My objection is not aesthetic. I look good in glasses. It’s a very different look, especially given that the last time I regularly war glasses I had hair, but in many ways I look more like me in glasses than I do when not wearing glasses. Although, truthfully, that’s maybe part of the problem - the me I look like is the me of my 20s. Maybe the me of my mid to late teens even. The me of my preteens and early teens wore awkward giant dorky glasses, before I started wearing thin frames and smaller rims, but I spent a long time with my face looking like this and a lot of it wasn’t particularly good, and I’m not particularly proud of the version of me that existed back then. I want to reach back and give him a hug and tell him everything is going to be OK, but I don’t particularly want to be him.
I don’t know if this is actually my real objection. It might be just a clever theory. The actual complaints that are coming up are that glasses feel weird on my face. I’m not used to the weight and the feeling of htem, and I feel hyperaware of their presence on my nose, and of the slight reduction in peripheral vision. It’s likely that I’ll just get used to it, but I don’t especially want to.
Another resentment is definitely that I don’t like aging. Yeah, me and everyone else, I know. Glasses feel like a particularly cruel reminder of it though - you know that problem you thought you’d fixed? Unfortunately, bodies!
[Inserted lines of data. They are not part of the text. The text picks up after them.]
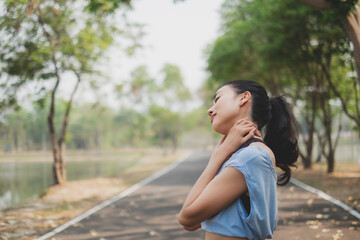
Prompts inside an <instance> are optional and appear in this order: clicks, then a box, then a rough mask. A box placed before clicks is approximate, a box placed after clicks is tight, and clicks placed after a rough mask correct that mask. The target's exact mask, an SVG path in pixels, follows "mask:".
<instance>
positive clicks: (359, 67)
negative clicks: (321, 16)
mask: <svg viewBox="0 0 360 240" xmlns="http://www.w3.org/2000/svg"><path fill="white" fill-rule="evenodd" d="M299 1H300V2H303V3H305V4H307V5H309V6H312V7H315V8H318V9H321V10H330V9H331V8H332V7H333V6H331V3H329V2H327V1H326V0H299ZM359 18H360V7H359V6H358V5H357V4H356V5H355V11H354V12H350V13H349V14H348V16H347V18H346V21H344V22H342V25H343V27H344V29H345V31H346V34H347V36H348V37H349V39H350V41H351V43H352V44H353V47H354V50H353V52H352V54H353V57H354V59H355V68H356V73H357V76H358V82H359V84H360V19H359Z"/></svg>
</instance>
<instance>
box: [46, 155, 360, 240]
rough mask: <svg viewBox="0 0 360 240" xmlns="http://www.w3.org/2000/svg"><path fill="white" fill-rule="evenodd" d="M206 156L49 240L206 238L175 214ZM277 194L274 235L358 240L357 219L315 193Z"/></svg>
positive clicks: (203, 163)
mask: <svg viewBox="0 0 360 240" xmlns="http://www.w3.org/2000/svg"><path fill="white" fill-rule="evenodd" d="M209 156H210V153H209V152H197V153H194V154H193V155H191V157H189V158H188V159H187V160H186V161H184V162H183V163H181V164H180V165H179V166H178V167H177V168H175V169H173V170H171V171H170V172H168V173H166V174H165V175H163V176H161V177H159V178H158V179H155V180H154V181H152V182H150V183H149V184H147V185H146V186H144V187H141V188H140V189H138V190H137V191H135V192H133V193H131V194H130V195H128V196H127V197H125V198H122V199H120V200H118V201H116V202H114V203H113V204H111V205H109V206H108V207H106V208H104V209H102V210H100V211H98V212H96V213H94V214H92V215H90V216H89V217H88V218H86V219H84V220H82V221H81V222H79V223H77V224H75V225H73V226H71V227H69V228H67V229H65V230H64V231H62V232H60V233H58V234H57V235H55V236H54V237H52V238H51V239H52V240H67V239H69V240H70V239H71V240H80V239H88V240H109V239H124V240H127V239H128V240H144V239H158V240H160V239H161V240H175V239H176V240H180V239H182V240H197V239H199V240H200V239H204V232H203V231H202V230H197V231H195V232H187V231H185V230H183V229H182V228H181V226H180V225H179V224H178V223H177V217H176V215H177V213H178V212H179V210H180V208H181V204H182V203H183V201H184V200H185V197H186V195H187V193H188V192H189V191H190V189H191V186H192V185H193V184H194V182H195V181H196V179H197V178H198V176H199V175H200V173H201V171H202V170H203V168H204V167H205V165H206V161H207V160H208V158H209ZM278 198H279V223H278V228H277V231H276V232H275V236H274V239H277V240H285V239H286V240H291V239H332V240H336V239H341V240H347V239H349V240H350V239H351V240H354V239H360V221H359V220H358V219H356V218H355V217H353V216H351V215H350V214H348V213H347V212H345V211H344V210H342V209H340V208H338V207H336V206H334V205H332V204H331V203H329V202H327V201H325V200H323V199H321V198H319V197H317V195H315V194H313V193H309V192H307V191H305V190H303V189H301V188H299V187H297V186H294V185H292V184H288V185H287V186H285V187H279V188H278Z"/></svg>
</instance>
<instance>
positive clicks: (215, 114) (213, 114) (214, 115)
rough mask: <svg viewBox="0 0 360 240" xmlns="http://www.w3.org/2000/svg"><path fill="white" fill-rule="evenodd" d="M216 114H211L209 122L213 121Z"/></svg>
mask: <svg viewBox="0 0 360 240" xmlns="http://www.w3.org/2000/svg"><path fill="white" fill-rule="evenodd" d="M215 116H216V114H213V115H211V117H210V119H211V123H212V122H213V121H214V118H215Z"/></svg>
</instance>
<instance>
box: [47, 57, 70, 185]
mask: <svg viewBox="0 0 360 240" xmlns="http://www.w3.org/2000/svg"><path fill="white" fill-rule="evenodd" d="M53 61H54V62H55V58H54V57H53ZM54 65H55V64H54ZM56 77H57V79H56V83H55V87H54V88H53V90H52V92H51V102H50V110H49V115H48V127H49V132H50V139H51V146H52V150H53V158H54V163H53V178H54V184H55V185H58V184H59V185H63V184H64V183H65V182H66V175H64V172H65V169H64V168H65V166H64V162H63V161H62V158H61V154H60V149H59V145H58V142H57V141H56V131H55V125H54V113H55V94H56V90H57V88H58V86H59V83H60V77H59V75H58V74H56Z"/></svg>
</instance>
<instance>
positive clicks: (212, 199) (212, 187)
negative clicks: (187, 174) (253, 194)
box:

I suspect some of this is also just a sort of… resentment at being forced to make a choice about a tradeoff? I’ve never really had to choose whether to wear glasses or not before. As a young child, I didn’t know that seeing things was an option. As a slightly older child, I could choose between being able to see things and not being able to see things, so I went with the one that was obviously better. For most of the last 12 years, I’ve not needed to choose whether to wear glasses or not, because why would I I didn’t need them?
Now though, I’m caught like Buridan’s ass between two very similar options, except instead of choosing between two delicious bales of hay, I get to choose between two slightly crappy options.
I’m aware that many people are absolutely fine with glasses, and that I probably will once again become such a person and if not will eventually find another nice man (or woman, or other) to fire lasers at my face, but for now please forgive my petty resentments at the constraints placed upon me by my biology.